Chapter 78 – Can’t Wait to Get on the Road Again

Benton woke feeling good. His efforts of the last few days had paid off with him being able to achieve all his tasks and then some. Best of all, his disciples should arrive no later than early evening, and they all could finally begin the last leg of the voyage to Prosperous Gray Forest Village.

In four weeks at the most, they would arrive, and he could finally found his sect.

He walked down the stairs intending to have a leisurely breakfast in the inn’s common room and was surprised to find the normally quiet area buzzing with voices. Not only was the place more packed than usual, but everyone was talking. And there was only one thing on their minds.

“You didn’t hear?” one man said to another who had just walked in. “The Town Manager is dead. Killed by assassins. They say that the Town Lord was taken out, too. Everyone is waiting for our new leaders to announce themselves.”

“You’re an idiot,” someone who had obviously overheard the first man yelled. “The murderer was a man whose wife was confiscated to pay tax debts, and the Town Lord in turn had that husband executed.”

“No!” another patron yelled. “It was a coup. They got the Town Manager but failed to kill the Town Lord. All the leaders were rounded up, and there’s to be a public execution.”
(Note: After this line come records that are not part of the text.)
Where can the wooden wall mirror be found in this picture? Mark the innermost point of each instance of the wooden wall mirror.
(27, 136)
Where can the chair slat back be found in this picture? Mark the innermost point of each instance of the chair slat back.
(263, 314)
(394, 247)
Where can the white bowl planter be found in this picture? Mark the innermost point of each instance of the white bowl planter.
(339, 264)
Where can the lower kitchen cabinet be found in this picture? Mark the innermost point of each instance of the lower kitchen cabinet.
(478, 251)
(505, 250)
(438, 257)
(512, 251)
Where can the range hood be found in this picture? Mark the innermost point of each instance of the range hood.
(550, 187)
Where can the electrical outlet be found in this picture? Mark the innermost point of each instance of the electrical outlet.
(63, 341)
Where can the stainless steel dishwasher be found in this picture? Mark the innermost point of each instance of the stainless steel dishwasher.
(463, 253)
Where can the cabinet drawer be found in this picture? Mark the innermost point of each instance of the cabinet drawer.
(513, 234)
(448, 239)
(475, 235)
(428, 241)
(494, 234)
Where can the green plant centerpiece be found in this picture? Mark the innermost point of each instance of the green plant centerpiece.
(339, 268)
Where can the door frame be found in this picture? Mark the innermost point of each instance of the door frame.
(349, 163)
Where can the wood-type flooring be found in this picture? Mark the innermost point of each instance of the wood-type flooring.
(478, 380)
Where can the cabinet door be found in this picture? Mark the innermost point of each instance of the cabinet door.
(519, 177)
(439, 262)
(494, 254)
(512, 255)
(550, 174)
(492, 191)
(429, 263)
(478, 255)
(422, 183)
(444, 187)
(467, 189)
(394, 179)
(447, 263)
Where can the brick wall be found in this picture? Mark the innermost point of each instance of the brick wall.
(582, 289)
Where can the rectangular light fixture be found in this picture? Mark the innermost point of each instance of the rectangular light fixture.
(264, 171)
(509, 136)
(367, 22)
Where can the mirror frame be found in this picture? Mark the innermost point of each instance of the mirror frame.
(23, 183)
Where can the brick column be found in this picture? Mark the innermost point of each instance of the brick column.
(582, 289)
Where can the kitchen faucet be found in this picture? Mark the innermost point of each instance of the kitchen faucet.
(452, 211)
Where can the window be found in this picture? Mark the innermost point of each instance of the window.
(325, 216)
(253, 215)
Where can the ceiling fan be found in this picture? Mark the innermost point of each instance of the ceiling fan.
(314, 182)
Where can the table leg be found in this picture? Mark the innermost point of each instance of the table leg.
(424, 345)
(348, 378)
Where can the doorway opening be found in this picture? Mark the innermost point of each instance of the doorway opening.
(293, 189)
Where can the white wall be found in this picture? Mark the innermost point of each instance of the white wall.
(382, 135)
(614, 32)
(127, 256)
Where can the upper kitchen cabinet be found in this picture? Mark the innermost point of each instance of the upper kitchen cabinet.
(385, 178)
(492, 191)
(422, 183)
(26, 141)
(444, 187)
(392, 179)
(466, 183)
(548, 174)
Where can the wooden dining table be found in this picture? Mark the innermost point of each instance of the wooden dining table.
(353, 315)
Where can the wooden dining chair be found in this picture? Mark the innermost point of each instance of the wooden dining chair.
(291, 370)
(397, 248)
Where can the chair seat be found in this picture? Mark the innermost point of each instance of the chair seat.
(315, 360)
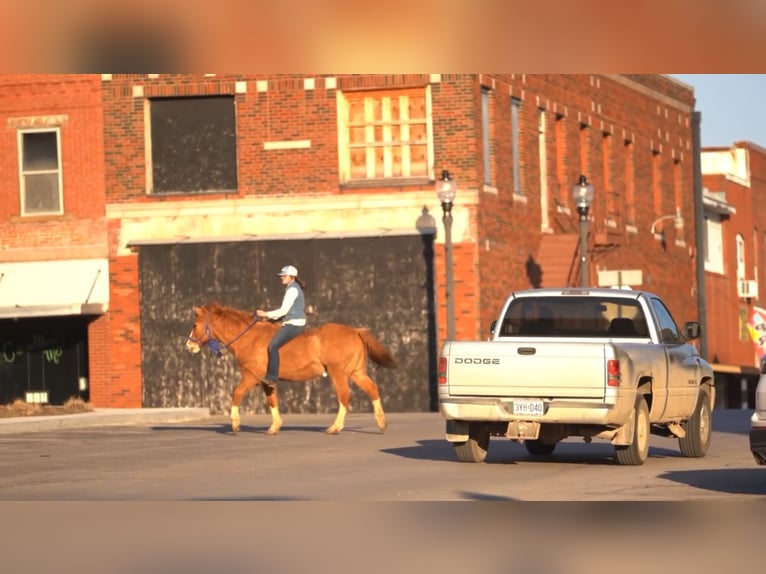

There seemed to be a hundred versions of what happened, but they all agreed on the point that the Town Manager had been killed. Go Fatty Ren!

The fact that the Town Lord had demonstratively followed through on at least one of the tasks Benton had set made him feel a lot better even if he still wasn’t one hundred percent sure that Fatty Ren held no blame for the conditions in the town other than those arising from simple incompetence.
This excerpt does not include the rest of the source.